Light-Maka also stressed that while human-to-human transmission likely occurred, further research at various sites from that period is necessary to confirm it.
The researchers successfully extracted ancient bacterial genomes from teeth, suggesting that the unique plague strain originated 5,700 years ago and differs from both ancient and modern strains.
The genomes revealed a unique superantigen, a microbial toxin that can escalate an infection’s severity and provoke extreme immune responses, prominently affecting children between the ages of 7 ½ and 11 years old.
“A poignant example includes the grave of three very young girls who presumably died at the same time,” Macleod observed, highlighting the tragic impact of the disease on community children. The girls were cousins, two being siblings, with the youngest around four or five and the oldest likely nine years old.
“This finding alters our comprehension of early plague outbreaks: Even before the bacterium evolved to enable efficient flea-borne transmission, these ancient strains carried a potent mix of virulence factors that could lead to highly lethal infections,” commented senior study author Martin Sikora, population geneticist and associate professor at the University of Copenhagen.

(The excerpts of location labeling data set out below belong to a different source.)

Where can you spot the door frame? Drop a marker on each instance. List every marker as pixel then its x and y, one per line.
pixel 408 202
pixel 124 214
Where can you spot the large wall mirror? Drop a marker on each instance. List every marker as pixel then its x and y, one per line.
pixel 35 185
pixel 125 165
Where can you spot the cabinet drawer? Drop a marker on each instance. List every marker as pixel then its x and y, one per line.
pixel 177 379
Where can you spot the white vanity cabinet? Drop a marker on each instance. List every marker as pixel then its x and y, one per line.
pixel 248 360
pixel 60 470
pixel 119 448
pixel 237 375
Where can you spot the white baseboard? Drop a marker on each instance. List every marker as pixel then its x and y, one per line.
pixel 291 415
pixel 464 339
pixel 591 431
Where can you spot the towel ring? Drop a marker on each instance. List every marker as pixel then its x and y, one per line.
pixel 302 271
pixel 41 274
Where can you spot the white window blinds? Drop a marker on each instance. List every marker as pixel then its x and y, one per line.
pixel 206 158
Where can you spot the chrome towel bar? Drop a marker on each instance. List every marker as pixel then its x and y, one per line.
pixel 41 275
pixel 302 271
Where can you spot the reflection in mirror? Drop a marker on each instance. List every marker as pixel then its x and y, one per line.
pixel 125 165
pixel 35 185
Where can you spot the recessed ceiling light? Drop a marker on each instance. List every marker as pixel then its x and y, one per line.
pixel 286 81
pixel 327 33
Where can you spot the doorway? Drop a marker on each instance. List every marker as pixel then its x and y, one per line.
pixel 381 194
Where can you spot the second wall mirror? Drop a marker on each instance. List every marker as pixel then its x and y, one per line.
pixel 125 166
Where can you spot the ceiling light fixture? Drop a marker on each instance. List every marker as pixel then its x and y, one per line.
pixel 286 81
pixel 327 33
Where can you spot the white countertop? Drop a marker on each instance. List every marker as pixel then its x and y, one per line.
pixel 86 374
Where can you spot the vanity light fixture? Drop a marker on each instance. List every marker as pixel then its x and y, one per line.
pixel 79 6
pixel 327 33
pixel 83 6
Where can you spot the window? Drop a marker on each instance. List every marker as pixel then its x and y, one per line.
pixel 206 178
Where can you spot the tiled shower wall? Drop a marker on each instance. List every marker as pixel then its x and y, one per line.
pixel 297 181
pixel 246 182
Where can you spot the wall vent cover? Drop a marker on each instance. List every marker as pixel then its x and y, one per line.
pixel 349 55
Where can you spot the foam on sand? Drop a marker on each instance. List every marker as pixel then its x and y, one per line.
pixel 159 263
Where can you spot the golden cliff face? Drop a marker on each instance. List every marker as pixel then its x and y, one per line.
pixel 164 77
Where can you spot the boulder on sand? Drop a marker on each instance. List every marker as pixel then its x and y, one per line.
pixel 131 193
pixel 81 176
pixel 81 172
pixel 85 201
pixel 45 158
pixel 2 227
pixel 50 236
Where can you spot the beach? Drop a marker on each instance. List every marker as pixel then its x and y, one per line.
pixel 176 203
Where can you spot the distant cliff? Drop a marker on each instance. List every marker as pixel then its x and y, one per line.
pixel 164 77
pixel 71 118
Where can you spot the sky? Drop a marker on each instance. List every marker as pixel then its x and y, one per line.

The superantigen is also present in modern-day Yersinia pseudotuberculosis, which affects animals. Humans contract it through raw or undercooked contaminated food or untreated drinking water, hinting towards the plague’s earliest transmission methods.
Tracing how plague spread
How did the hunter-gatherers become infected? The study suggests it was likely through large rodents known as marmots, which have a long evolutionary history of harboring the plague-causing bacteria. Marmots remain a main species responsible for modern plague cases in the region.
The victims likely hunted, skinned, and butchered marmots for their meat and fur, which would have exposed the community to the bacteria. Bones and teeth of marmots were also discovered within the graves.
“We believe that marmots are the oldest reservoir species of plague,” Macleod concluded, aligning with a hypothesis that plague originated in this part of the world.
Many researchers propose that plague originated in Central or Northeast Asia and spread across Eurasia long before agriculture, dense populations, or city living contributed to later outbreaks.
“This research illustrates the vast complexity of ancient plague ecology, demonstrating how zoonotic diseases affected more than agricultural societies,” remarked Dr. Taylor Hermes, assistant professor of anthropology at the University of Arkansas, who was not involved in the study.
He added that early life practices, whether by hunter-gatherers or nomadic pastoralists, significantly influenced disease evolution through their relationships with animals.
However, many questions remain concerning plague’s rapid spread across Northern Eurasia. After the outbreak in the culturally and genetically isolated Baikal hunter-gatherers, it appeared in Northern Europe within 200-300 years later. “Did this occur via rapid transmission through wild animals or spillover infections into humans? How much was human-to-human transmission involved?” Macleod posed.
Tracing the ancient path of plague is vital for understanding pathogen evolution over time, especially given that strong measures remain necessary as plague cases still arise annually.